Il film vibra delle numerose performance di Whitney, dall’intensa The Greatest Love of All che lancia la sua carriera e fa venire i brividi a I Wanna Dance With Somebody che la consacra come la più grande cantante pop femminile dopo il triumvirato di Aretha Franklin, Barbra Streisand e Judy Garland. Quello che si sente nella voce di Houston è indescrivibilmente contagioso, e l’attrice Naomi Ackie fa un ottimo lavoro con la sincronizzazione labiale, oltre che con l’espressività che custodisce quello scintillio malizioso che era proprio dell’artista newyorchese. Rende perfettamente l’idea di una ragazza del New Jersey che ha vissuto un successo globale, pur non essendosi sentita mai del tutto a suo agio con quel mondo. Il film si concentra sulla sua carriera dagli anni ’80 agli anni ’90 fino alla sua morte, tra i genitori che vogliono controllarla e cambiarla e il manager che prova a restare fuori dalla sua vita privata.
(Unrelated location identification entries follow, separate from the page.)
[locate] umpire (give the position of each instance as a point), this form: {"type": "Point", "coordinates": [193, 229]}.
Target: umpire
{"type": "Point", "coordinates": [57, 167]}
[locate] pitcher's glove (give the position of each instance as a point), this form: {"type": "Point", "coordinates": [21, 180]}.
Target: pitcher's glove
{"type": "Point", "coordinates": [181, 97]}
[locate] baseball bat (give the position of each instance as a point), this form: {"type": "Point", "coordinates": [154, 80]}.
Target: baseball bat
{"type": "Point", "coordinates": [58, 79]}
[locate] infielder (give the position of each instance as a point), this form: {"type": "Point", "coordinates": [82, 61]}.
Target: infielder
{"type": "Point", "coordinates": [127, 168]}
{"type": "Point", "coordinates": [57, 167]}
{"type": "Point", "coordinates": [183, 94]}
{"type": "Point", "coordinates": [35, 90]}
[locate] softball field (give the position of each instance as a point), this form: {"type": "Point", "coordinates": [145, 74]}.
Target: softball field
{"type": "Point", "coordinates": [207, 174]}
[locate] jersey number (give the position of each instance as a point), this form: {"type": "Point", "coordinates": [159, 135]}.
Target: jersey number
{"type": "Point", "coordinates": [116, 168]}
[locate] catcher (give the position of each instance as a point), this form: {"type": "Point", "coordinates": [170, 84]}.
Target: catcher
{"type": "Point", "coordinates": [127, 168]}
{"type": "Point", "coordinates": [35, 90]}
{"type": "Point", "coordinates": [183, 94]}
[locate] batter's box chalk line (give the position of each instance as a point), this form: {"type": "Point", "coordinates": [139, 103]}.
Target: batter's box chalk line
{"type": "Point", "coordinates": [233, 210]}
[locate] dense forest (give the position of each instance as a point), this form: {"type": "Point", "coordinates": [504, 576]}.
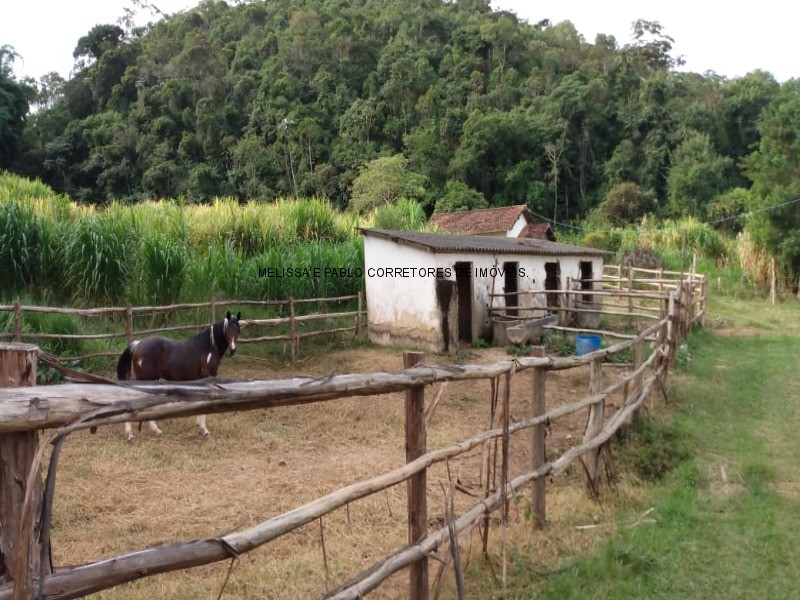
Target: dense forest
{"type": "Point", "coordinates": [449, 103]}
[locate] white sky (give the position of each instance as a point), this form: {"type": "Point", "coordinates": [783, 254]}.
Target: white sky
{"type": "Point", "coordinates": [731, 39]}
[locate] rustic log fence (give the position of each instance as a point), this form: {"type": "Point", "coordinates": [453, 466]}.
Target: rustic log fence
{"type": "Point", "coordinates": [127, 314]}
{"type": "Point", "coordinates": [628, 293]}
{"type": "Point", "coordinates": [71, 407]}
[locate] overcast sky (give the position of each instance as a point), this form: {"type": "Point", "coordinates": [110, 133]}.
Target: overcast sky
{"type": "Point", "coordinates": [724, 38]}
{"type": "Point", "coordinates": [728, 38]}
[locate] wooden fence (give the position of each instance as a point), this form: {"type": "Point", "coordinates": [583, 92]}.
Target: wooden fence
{"type": "Point", "coordinates": [624, 294]}
{"type": "Point", "coordinates": [26, 411]}
{"type": "Point", "coordinates": [119, 317]}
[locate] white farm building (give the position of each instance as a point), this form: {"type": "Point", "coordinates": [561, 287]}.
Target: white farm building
{"type": "Point", "coordinates": [432, 291]}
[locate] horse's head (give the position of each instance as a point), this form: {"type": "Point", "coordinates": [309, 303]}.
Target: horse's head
{"type": "Point", "coordinates": [230, 328]}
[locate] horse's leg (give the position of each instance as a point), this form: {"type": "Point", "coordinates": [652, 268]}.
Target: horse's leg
{"type": "Point", "coordinates": [201, 423]}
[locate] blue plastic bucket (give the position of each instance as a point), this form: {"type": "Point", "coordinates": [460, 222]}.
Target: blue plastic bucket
{"type": "Point", "coordinates": [584, 344]}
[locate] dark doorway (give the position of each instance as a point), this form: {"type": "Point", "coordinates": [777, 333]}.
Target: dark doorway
{"type": "Point", "coordinates": [552, 281]}
{"type": "Point", "coordinates": [464, 289]}
{"type": "Point", "coordinates": [586, 276]}
{"type": "Point", "coordinates": [511, 286]}
{"type": "Point", "coordinates": [446, 297]}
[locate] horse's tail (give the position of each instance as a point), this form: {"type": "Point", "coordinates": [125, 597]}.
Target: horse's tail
{"type": "Point", "coordinates": [124, 363]}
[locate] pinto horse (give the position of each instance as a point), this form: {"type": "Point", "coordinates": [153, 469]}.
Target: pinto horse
{"type": "Point", "coordinates": [161, 358]}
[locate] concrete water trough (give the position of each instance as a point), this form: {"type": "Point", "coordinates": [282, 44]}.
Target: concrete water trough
{"type": "Point", "coordinates": [519, 331]}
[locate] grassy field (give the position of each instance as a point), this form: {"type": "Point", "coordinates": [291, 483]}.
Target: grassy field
{"type": "Point", "coordinates": [723, 523]}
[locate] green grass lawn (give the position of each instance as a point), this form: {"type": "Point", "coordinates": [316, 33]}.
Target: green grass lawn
{"type": "Point", "coordinates": [727, 519]}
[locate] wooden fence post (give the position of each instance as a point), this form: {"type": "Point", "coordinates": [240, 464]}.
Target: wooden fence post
{"type": "Point", "coordinates": [773, 281]}
{"type": "Point", "coordinates": [416, 446]}
{"type": "Point", "coordinates": [539, 432]}
{"type": "Point", "coordinates": [630, 295]}
{"type": "Point", "coordinates": [670, 339]}
{"type": "Point", "coordinates": [594, 425]}
{"type": "Point", "coordinates": [129, 324]}
{"type": "Point", "coordinates": [17, 323]}
{"type": "Point", "coordinates": [358, 316]}
{"type": "Point", "coordinates": [295, 342]}
{"type": "Point", "coordinates": [18, 559]}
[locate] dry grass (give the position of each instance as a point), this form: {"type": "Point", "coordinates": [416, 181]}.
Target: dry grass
{"type": "Point", "coordinates": [112, 497]}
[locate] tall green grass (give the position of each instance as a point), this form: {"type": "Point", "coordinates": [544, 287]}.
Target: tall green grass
{"type": "Point", "coordinates": [165, 251]}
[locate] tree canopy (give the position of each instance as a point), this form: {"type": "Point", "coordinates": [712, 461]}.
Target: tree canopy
{"type": "Point", "coordinates": [364, 102]}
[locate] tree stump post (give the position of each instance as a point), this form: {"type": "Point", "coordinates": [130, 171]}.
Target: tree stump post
{"type": "Point", "coordinates": [539, 432]}
{"type": "Point", "coordinates": [594, 425]}
{"type": "Point", "coordinates": [17, 451]}
{"type": "Point", "coordinates": [416, 446]}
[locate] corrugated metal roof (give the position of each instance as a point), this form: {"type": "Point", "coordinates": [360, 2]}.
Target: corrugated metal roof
{"type": "Point", "coordinates": [441, 242]}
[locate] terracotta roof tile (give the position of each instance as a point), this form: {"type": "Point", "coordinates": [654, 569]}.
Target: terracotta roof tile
{"type": "Point", "coordinates": [482, 221]}
{"type": "Point", "coordinates": [449, 243]}
{"type": "Point", "coordinates": [538, 231]}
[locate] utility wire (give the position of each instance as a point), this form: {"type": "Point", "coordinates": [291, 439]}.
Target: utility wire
{"type": "Point", "coordinates": [714, 222]}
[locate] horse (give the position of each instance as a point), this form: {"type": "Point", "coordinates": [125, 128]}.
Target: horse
{"type": "Point", "coordinates": [196, 358]}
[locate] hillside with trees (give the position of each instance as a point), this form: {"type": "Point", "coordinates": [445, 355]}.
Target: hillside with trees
{"type": "Point", "coordinates": [449, 103]}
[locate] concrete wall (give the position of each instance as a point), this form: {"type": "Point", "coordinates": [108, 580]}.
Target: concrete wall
{"type": "Point", "coordinates": [403, 308]}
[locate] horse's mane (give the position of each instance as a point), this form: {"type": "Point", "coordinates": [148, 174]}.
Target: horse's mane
{"type": "Point", "coordinates": [202, 340]}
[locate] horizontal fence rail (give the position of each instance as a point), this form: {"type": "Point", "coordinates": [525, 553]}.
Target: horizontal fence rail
{"type": "Point", "coordinates": [124, 317]}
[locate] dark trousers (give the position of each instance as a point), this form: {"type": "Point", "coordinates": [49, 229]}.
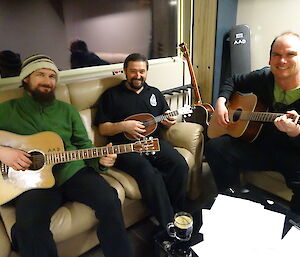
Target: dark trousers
{"type": "Point", "coordinates": [162, 179]}
{"type": "Point", "coordinates": [34, 209]}
{"type": "Point", "coordinates": [228, 156]}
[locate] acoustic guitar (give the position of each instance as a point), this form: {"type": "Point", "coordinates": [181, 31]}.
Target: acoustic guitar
{"type": "Point", "coordinates": [246, 118]}
{"type": "Point", "coordinates": [203, 111]}
{"type": "Point", "coordinates": [46, 150]}
{"type": "Point", "coordinates": [150, 122]}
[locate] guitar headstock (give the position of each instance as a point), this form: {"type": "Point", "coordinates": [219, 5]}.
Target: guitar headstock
{"type": "Point", "coordinates": [184, 50]}
{"type": "Point", "coordinates": [147, 145]}
{"type": "Point", "coordinates": [187, 109]}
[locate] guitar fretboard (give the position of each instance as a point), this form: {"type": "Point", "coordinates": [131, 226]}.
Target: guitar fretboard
{"type": "Point", "coordinates": [264, 116]}
{"type": "Point", "coordinates": [90, 153]}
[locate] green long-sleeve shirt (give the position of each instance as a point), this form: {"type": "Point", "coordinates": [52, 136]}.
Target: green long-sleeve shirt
{"type": "Point", "coordinates": [24, 116]}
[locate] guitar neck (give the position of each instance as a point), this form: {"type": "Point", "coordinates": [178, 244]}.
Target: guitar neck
{"type": "Point", "coordinates": [264, 116]}
{"type": "Point", "coordinates": [82, 154]}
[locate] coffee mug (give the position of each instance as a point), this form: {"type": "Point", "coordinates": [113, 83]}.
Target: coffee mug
{"type": "Point", "coordinates": [182, 226]}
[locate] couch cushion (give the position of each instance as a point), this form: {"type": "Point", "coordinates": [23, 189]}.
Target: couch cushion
{"type": "Point", "coordinates": [69, 220]}
{"type": "Point", "coordinates": [84, 95]}
{"type": "Point", "coordinates": [129, 183]}
{"type": "Point", "coordinates": [87, 117]}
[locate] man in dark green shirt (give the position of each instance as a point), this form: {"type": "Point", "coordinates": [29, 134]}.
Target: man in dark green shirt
{"type": "Point", "coordinates": [39, 111]}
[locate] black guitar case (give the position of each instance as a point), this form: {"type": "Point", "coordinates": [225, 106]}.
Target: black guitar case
{"type": "Point", "coordinates": [240, 56]}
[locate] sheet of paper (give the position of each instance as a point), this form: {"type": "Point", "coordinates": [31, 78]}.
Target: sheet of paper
{"type": "Point", "coordinates": [235, 225]}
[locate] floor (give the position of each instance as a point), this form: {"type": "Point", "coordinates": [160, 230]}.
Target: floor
{"type": "Point", "coordinates": [141, 234]}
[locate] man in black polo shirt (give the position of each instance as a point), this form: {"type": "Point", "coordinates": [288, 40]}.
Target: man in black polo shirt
{"type": "Point", "coordinates": [162, 178]}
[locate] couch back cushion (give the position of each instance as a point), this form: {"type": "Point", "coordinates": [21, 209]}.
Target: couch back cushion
{"type": "Point", "coordinates": [84, 95]}
{"type": "Point", "coordinates": [61, 93]}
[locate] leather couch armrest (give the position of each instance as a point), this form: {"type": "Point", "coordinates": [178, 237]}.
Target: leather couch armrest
{"type": "Point", "coordinates": [5, 245]}
{"type": "Point", "coordinates": [184, 134]}
{"type": "Point", "coordinates": [189, 136]}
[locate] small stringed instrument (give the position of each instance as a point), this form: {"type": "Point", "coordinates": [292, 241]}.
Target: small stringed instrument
{"type": "Point", "coordinates": [246, 118]}
{"type": "Point", "coordinates": [150, 122]}
{"type": "Point", "coordinates": [202, 110]}
{"type": "Point", "coordinates": [46, 150]}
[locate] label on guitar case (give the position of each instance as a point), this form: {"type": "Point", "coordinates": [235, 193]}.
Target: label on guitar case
{"type": "Point", "coordinates": [153, 101]}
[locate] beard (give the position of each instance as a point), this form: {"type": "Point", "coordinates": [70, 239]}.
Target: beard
{"type": "Point", "coordinates": [44, 98]}
{"type": "Point", "coordinates": [136, 86]}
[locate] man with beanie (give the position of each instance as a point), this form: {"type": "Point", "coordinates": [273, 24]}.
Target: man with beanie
{"type": "Point", "coordinates": [38, 111]}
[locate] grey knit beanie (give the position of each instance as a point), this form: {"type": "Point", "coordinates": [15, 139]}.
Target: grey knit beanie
{"type": "Point", "coordinates": [36, 62]}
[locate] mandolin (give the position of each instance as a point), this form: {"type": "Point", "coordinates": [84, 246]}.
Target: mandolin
{"type": "Point", "coordinates": [150, 122]}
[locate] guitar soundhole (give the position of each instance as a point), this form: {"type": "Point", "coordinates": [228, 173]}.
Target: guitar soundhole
{"type": "Point", "coordinates": [37, 159]}
{"type": "Point", "coordinates": [237, 115]}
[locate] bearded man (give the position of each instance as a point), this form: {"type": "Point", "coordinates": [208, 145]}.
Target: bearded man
{"type": "Point", "coordinates": [162, 178]}
{"type": "Point", "coordinates": [39, 111]}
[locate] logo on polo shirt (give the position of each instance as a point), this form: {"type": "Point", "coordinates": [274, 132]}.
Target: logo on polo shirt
{"type": "Point", "coordinates": [153, 101]}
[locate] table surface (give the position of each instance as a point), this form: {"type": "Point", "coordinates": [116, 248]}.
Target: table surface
{"type": "Point", "coordinates": [167, 245]}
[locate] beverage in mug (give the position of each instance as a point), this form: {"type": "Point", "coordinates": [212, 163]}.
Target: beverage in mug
{"type": "Point", "coordinates": [182, 226]}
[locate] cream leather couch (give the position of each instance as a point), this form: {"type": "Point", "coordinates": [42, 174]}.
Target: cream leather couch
{"type": "Point", "coordinates": [73, 225]}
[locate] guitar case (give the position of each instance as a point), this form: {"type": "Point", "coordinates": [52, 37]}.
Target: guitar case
{"type": "Point", "coordinates": [240, 56]}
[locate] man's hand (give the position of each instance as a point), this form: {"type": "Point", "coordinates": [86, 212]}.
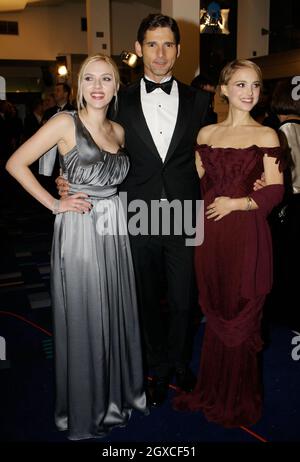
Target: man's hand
{"type": "Point", "coordinates": [260, 183]}
{"type": "Point", "coordinates": [62, 186]}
Lemmons cerca di catturare la personalità conflittuale di Whiney Houston nelle relazioni con l’altro sesso – come il turbolento matrimonio con Bobby Brown – e con se stessa. Un disagio che emerge più volte lasciando segni profondi. La sua parte più selvaggia e grintosa si scontra con l’apparenza di principessa della porta accanto che i media avevano diffuso. Quando si parla di musica però Whitney non ha dubbi e sceglie meticolosamente le sue canzoni con gusto e consapevolezza artistica. Essendo cresciuta in un mondo eclettico, va oltre il tradizionale R&B e le sue canzoni riflettono il suo spirito, non solo pop. Lemmons porta sullo schermo l’ascesa e la caduta di una leggenda della musica internazionale, trascinata da forze fuori e dentro di lei in un circolo di autodistruzione che non le lascia scampo. Whitney: Una voce diventa leggenda è un film onesto, nel bene e nel male, anche per la regia che sceglie di raccontare una intimità senza fronzoli e perbenismo.